Puce is a brownish purple color. The term comes from the French couleur puce, literally meaning "flea color".

Puce became popular in the late 18th century in France. It appeared in clothing at the court of Louis XVI. The color was said to be a favourite color of Marie Antoinette; however, there are no portraits of her wearing it.

Puce was also a popular fashion color in 19th-century Paris. In his novel Nana, Émile Zola describes a woman "dressed in a dark gown of an equivocal color, somewhere between puce and goose shit." In Victor Hugo's Les Misérables, Mademoiselle Baptistine wears "a gown of puce-colored silk, of the fashion of 1806, which she had purchased at that date in Paris, and which had lasted ever since."

In traditional Japanese iron work, bronze and copper are given a puce hue when coated in a solution of antimony trichloride dissolved in hydrochloric acid.

==Variations of puce==

===Puce (ISCC-NBS)===

The color to the right is the color called puce in the ISCC-NBS Dictionary of Color Names (1955). Since this color has a hue code of 353, it is a slightly purplish red.

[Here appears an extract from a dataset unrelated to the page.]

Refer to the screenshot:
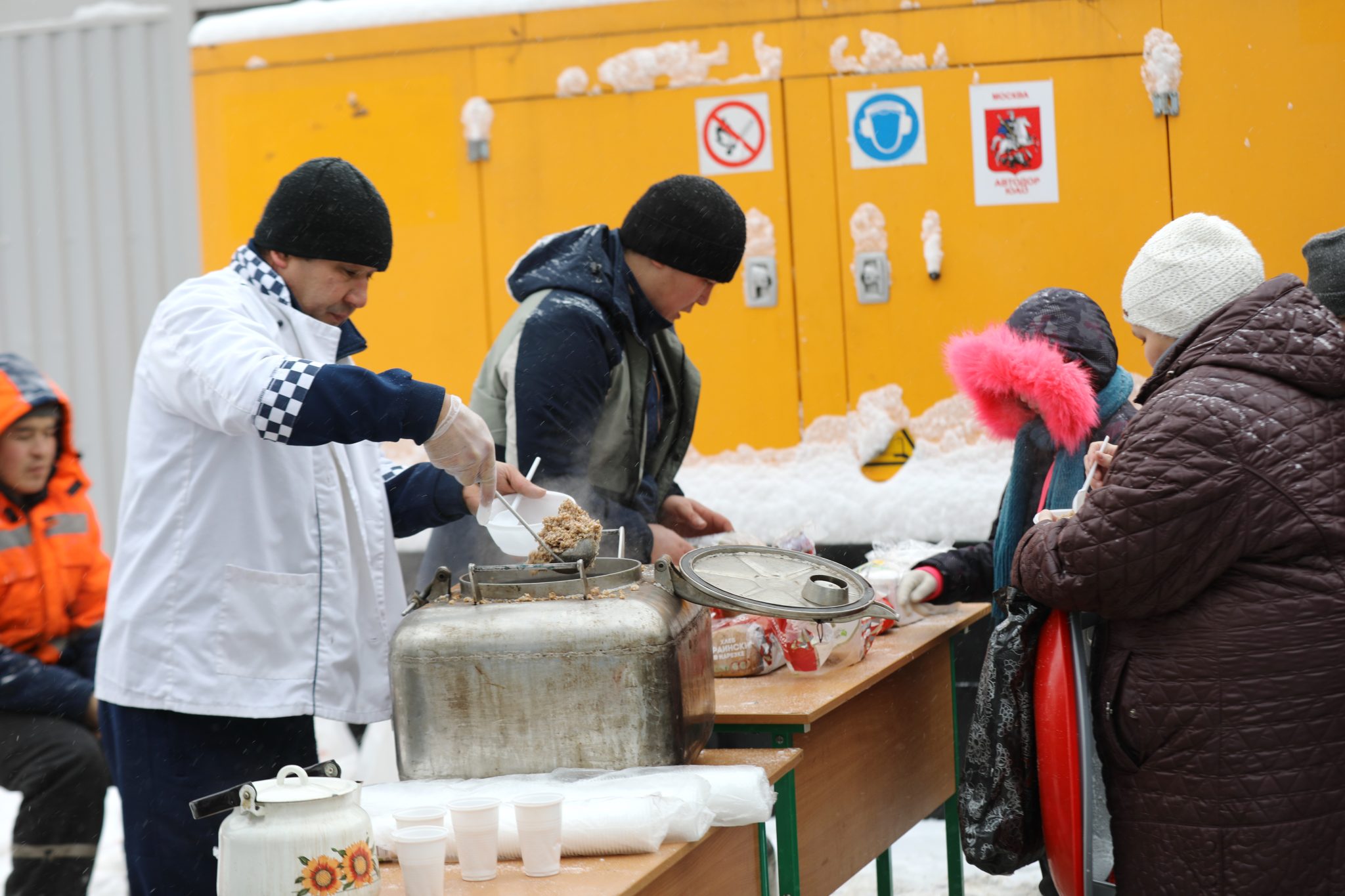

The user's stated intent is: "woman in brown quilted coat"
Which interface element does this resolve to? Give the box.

===Puce (Maerz and Paul)===

The color box to the right shows the color called puce in the 1930 book by Maerz and Paul, A Dictionary of Color; the color puce is displayed on page 37, Plate 7, Color Sample H4.

===Puce (Pourpre color list)===

At right is the color called puce in the Pourpre.com color list, a color list widely popular in France.
This is the original puce, from which all other tones of puce ultimately derive.

===Puce (Pantone)===

The color at right is called puce in the Pantone color list.

The source of this color is the "Pantone Textile Paper eXtended (TPX)" color list, color #19-1518 TPX—Puce.